Today, we at Enterprise VoIPplanet feel VoIP is the right telephony solution for many, many small businesses. Its reliability has improved tremendously, and it is readily available as a service from providers all over the world.

While it is possible to purchase and manage the hardware and software that provide VoIP service, we see a hosted VoIP service as making more sense for most small businesses, which often lack an IT staff, and whose employees and managers wish to concentrate on their business mission, rather than running communications systems.

For help in locating and selecting a hosted VoIP provider, you may refer to Enterprise VoIPplanet's lengthy series of provider profiles Phone for Rent: Understanding Hosted PBX services.

Enterprise VoIPplanet sees three main reasons for moving to VoIP: cost, image, and efficiency.

Lower communications costs.

1. Small initial investment.
When you subscribe to a hosted VoIP (also known as hosted PBX) service, in most cases the only on-premise equipment you will need is IP phones. While some service providers will lease you IP phones, or fold their cost into the monthly operational fee, most will either provide appropriate phones or will advise as to suitable selections. High quality IP business phones are available from several vendors for $100 or less—although you can certainly pay more for feature-laden "executive" phones.

2. Ongoing operational costs are 20 to 80 percent lower.
VoIP should save your business a substantial amount over traditional telco, although saving will vary depending on the provider. While there are exceptions, most VoIP providers price their services at a flat rate per seat per month—often around $25 to $30 as seat.

3. Operational costs are predictable.
Since with per-seat pricing costs typically won't vary from month to month, there is less uncertainty in your financial planning.

4. Many services provide self-service portals for management.
Unlike traditional phone systems, which require the intervention (and expense) of a technician when phones are added, moved or otherwise changed, most hosted VoIP systems offer an online portal where ordinary employees can carry out these management operations.

5. Many services have all-you-can-eat pricing and/or international packages.
Increasingly, providers are likely to offer unlimited calling within the U.S. and Canada. Other international calling costs are far lower than with traditional or mobile phone systems—often just pennies per minute. Many offer low-cost local inbound numbers in a wide selection of other countries.
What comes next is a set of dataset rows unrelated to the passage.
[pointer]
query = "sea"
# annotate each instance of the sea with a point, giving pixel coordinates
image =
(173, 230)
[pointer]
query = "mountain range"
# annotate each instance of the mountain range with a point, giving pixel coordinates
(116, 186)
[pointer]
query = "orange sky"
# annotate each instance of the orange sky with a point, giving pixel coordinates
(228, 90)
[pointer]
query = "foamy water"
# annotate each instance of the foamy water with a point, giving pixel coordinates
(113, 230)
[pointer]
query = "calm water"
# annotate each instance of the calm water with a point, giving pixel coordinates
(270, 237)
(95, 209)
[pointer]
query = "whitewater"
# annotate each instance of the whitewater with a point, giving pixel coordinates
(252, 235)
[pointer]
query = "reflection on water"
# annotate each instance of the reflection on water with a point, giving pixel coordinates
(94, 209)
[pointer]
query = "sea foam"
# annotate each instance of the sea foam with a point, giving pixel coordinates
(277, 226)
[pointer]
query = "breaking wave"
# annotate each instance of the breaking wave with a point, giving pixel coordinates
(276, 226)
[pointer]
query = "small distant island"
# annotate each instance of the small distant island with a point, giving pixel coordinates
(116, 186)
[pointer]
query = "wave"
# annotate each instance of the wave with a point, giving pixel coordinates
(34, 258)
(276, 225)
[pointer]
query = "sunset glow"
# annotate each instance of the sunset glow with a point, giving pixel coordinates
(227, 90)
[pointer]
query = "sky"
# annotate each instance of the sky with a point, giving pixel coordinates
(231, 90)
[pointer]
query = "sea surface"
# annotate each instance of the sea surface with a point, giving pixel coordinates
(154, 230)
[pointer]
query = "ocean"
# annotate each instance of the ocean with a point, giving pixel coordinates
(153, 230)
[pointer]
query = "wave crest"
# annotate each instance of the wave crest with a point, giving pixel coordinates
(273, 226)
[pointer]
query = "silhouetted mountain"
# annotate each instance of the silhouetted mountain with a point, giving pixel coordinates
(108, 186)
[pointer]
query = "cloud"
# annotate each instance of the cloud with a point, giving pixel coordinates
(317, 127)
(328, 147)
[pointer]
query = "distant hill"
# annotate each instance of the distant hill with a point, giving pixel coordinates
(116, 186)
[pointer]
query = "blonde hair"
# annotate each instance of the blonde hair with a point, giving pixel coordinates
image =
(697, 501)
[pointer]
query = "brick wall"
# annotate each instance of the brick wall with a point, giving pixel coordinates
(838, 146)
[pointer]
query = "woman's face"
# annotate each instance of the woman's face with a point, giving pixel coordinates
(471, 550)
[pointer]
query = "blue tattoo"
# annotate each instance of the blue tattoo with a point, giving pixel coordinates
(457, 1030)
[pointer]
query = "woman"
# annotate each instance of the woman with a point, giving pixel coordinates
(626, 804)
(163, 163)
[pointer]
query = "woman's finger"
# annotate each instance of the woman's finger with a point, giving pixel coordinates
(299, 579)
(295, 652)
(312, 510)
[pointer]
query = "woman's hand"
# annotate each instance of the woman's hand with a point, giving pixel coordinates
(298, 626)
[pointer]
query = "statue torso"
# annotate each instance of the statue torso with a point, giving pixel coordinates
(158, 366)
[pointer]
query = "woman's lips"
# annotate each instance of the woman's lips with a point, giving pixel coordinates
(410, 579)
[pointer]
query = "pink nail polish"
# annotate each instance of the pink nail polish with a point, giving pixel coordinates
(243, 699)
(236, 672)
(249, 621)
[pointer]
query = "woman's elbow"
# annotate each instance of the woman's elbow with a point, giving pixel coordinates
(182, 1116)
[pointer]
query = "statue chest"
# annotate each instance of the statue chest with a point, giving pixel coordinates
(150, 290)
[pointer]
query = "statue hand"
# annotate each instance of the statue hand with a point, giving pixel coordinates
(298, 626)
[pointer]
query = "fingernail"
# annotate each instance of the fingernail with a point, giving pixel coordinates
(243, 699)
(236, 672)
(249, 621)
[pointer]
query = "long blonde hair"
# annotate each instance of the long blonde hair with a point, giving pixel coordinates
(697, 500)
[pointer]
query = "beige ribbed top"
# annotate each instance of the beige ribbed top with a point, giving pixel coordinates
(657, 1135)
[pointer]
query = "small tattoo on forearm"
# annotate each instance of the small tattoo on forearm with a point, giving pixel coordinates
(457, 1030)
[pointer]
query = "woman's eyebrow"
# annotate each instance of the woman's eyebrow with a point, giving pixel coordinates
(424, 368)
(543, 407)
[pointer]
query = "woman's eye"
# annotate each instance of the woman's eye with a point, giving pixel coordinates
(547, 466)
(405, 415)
6. Upgrades are automatic and free.
When your VoIP provider makes system upgrades or adds features, they become immediately available to you at no added cost. New features may be offered at a premium, but purchasing them will always be optional.

Big company look and feel

7. People associate a PBX/Auto attendant with large, sophisticated companies.
Nowadays, when your call is answered by a professional sounding automated attendant (VoIP-speak for automatic systems that welcome you and tell you to 'press 1 for sales, press 2 for customer service,') rather than a harried employee, you're likely to think something along the lines of 'this outfit has its act together.' You can't necessarily put a price tag on it, but this kind of image building can be immensely helpful to a small business.

8. Calls reach the right person or department directly.
Callers are less likely to be left dangling while whoever picked up the phone tries to locate the party being called—or get the endless hold experience. Again, this contributes to the sense that the company you reached is 'together.'

Improved communications efficiency

9. Extension dialing makes it easier to reach your co-workers.
Fundamental to a PBX service is three- or four-digit dialing to reach others on your PBX system. Typically, all of a company's employees can reach one another this way, even if they are in multiple locations, eliminating long-distance charges.

10. Call forwarding or find-me-follow-me means your calls reach you.
Most hosted PBX services provide some kind of call forwarding for when you don't pick up a call right away. In the simplest cases, you can add a forwarding number—such as you mobile phone—using the self service portal. In more sophisticated systems, you can enter multiple phone numbers and tell the system to ring them simultaneously or sequentially ('find-me-follow-me'). Some allow you to set up forwarding rules based on day of the week or time of day.

11. Voicemail is included, often with improved access to messages.
Pretty much every hosted VoIP service we know of provides voicemail as part of the basic service, for those times you don't answer the phone. Many provide e-mail alerts when a message hits the voice mailbox, some even e-mail a digital recording or transcribe the message to text and e-mail that.

12. You may get access to a richer selection of telecoms technologies.
Nowadays, few VoIP providers offer just bare bones IP telephony. Most provide at least limited audio conferencing (or multi-party calling). Some provide simple presence and availability information. Some may offer instant messaging and/or SMS messaging, albeit likely at additional cost. Finally, more and more hosted VoIP providers these days are adding high-quality IP-based video conferencing, although, again, this is not likely to be free.